Why didn’t they investigate after Russia reported no adverse analytical findings (AAF) at London 2012 or Sochi 2014? Didn’t they notice the discrepancies in the Russian Anti-Doping Agency’s (RUSADA) testing figures over a number of years? Why didn’t they investigate the untimely death of two RUSADA officials?
Yet no such calls for political accountability have been made – until now. Russia is hosting its Presidential elections on 18 March next year. Russian TV personality Ksenia Sobchak is standing against Vladimir Putin in the election, and has called for Deputy Prime Minister Vitaly Mutko and others to resign. Mutko was Minister of Sport when the alleged institutional doping took place, and was directly implicated by McLaren as covering up the positive test of a Russian footballer.
“Mutko and other urine cheating functionaries will be calmly sitting in the VIP section with drinks, snacks, and embracing western friends”, says Sobchak in a video (below). “Meanwhile our athletes, those who win the country’s medals and give all of us faith in Russia, must hide shamefully with their eyes lowered when other countries’ anthems are played and other flags raised. I am against this. I am against the fact that the West associates us directly with Putin.
“If you are a Russian athlete, then you must be exactly like Mutko, Nagornykh, or those others who gave the command to steal urine, who doped our athletes, who lied hypocritically in international proceedings. It is they who are laying the blame on our athletes. We didn’t know anything. I’m against this.

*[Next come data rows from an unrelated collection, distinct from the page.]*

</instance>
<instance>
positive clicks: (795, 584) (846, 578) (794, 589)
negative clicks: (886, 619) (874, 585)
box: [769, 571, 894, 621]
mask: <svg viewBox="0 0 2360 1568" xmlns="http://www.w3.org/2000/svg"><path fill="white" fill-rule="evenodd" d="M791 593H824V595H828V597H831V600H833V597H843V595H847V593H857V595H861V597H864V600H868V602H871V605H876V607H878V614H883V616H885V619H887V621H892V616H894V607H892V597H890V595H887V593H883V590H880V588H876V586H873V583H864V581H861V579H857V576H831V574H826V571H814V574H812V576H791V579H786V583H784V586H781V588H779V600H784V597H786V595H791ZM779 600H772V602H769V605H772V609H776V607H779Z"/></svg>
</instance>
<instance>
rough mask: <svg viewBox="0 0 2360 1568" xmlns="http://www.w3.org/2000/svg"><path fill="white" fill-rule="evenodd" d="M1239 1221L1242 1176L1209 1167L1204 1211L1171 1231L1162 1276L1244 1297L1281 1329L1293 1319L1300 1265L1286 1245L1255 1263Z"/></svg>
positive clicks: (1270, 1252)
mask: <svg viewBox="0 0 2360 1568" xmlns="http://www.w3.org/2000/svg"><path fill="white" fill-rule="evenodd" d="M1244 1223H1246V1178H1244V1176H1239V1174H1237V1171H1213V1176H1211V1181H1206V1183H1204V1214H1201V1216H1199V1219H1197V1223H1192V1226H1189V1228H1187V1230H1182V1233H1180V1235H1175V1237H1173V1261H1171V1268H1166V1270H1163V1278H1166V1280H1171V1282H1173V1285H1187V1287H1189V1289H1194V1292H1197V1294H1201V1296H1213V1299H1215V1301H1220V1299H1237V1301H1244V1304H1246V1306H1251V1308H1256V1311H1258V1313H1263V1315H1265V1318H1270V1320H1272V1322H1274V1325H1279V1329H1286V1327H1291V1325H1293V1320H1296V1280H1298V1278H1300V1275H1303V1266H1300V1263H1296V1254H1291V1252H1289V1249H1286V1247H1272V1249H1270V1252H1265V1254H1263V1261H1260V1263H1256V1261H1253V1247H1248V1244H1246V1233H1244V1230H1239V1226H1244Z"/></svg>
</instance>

“I am addressing you, Russian sports functionaries and politicians. Stop hiding your shady dealings by talking the intrigues of others. Leave our athletes alone. Quit your jobs. It is because of you that we will not hear our national anthem played and will not see our flag raised at the Olympics. Do something truly good for Russian sports. Go away!”
Unfortunately for Sobchak, that is unlikely to happen due to Mutko’s position as Deputy Prime Minister, as well as Chairman of the Local Organising Committee for the 2018 FIFA World Cup Russia. A resignation would be seen as an admission of involvement with the institutional doping system outlined by McLaren.
Russia is not prepared to jeopardise next year’s football bonanza. Fortunately for Russia, questions over an additional doping system operating in Russian football appear to have quietly disappeared. Russia must therefore sweat it out, and keep up the pretence that this is all a western conspiracy against the motherland.
The sad fact is that sport administrators and politicians know that they are almost untouchable, as sport’s governance structures only allow it to sanction sport. This means that if administrators and politicians are corrupt, athletes will suffer. The IOC, WADA, iNADO and others continue to sabre-rattle over Russia’s participation at the Winter Olympics. Meanwhile, the IOC quietly continues TV rights negotiations over coverage of PyeongChang 2018 in Russia; and the 2018 FIFA World Cup marches on untainted.
It is time to stop punishing athletes for the actions of administrators and politicians. Football is an Olympic sport. At the end of the 2016 Rio Olympics, approximately US$519 million was distributed amongst the 26 sports. Russian officials also remain in place across sport’s governance structures. The removal of money, influence, and/or TV coverage and sponsorship opportunities, would do much more to protect athletes from the actions of potentially corrupt administrators and politicians.